Collective Particle Flow through Random Media

TL;DR

This paper introduces a simple model for the nonlinear collective transport of interacting particles in a strongly disordered random medium, analyzing the threshold-driven transition between no flow and steady flow regimes.

Contribution

It presents a new model capturing the threshold behavior and critical phenomena of particle flow in disordered media, with analytic insights into the moving phase statistics.

Findings

Existence of a finite threshold for particle flow

Flow occurs on a sparse network near threshold

Critical behavior analyzed via mean field theory

Abstract

A simple model for the nonlinear collective transport of interacting particles in a random medium with strong disorder is introduced and analyzed. A finite threshold for the driving force divides the behavior into two regimes characterized by the presence or absence of a steady-state particle current. Below this threshold, transient motion is found in response to an increase in the force, while above threshold the flow approaches a steady state with motion only on a network of channels which is sparse near threshold.

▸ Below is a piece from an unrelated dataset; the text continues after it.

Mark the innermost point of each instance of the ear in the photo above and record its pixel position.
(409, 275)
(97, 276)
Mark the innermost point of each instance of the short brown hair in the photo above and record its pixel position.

Some of the critical behavior near threshold is analyzed via mean field theory, and analytic results on the statistics of the moving phase are derived. Many of the results should apply, at least qualitatively, to the motion of magnetic bubble arrays and to the driven motion of vortices in thin film superconductors when the randomness is strong enough to destroy the tendencies to lattice order even on short length scales. Various history dependent phenomena are also discussed.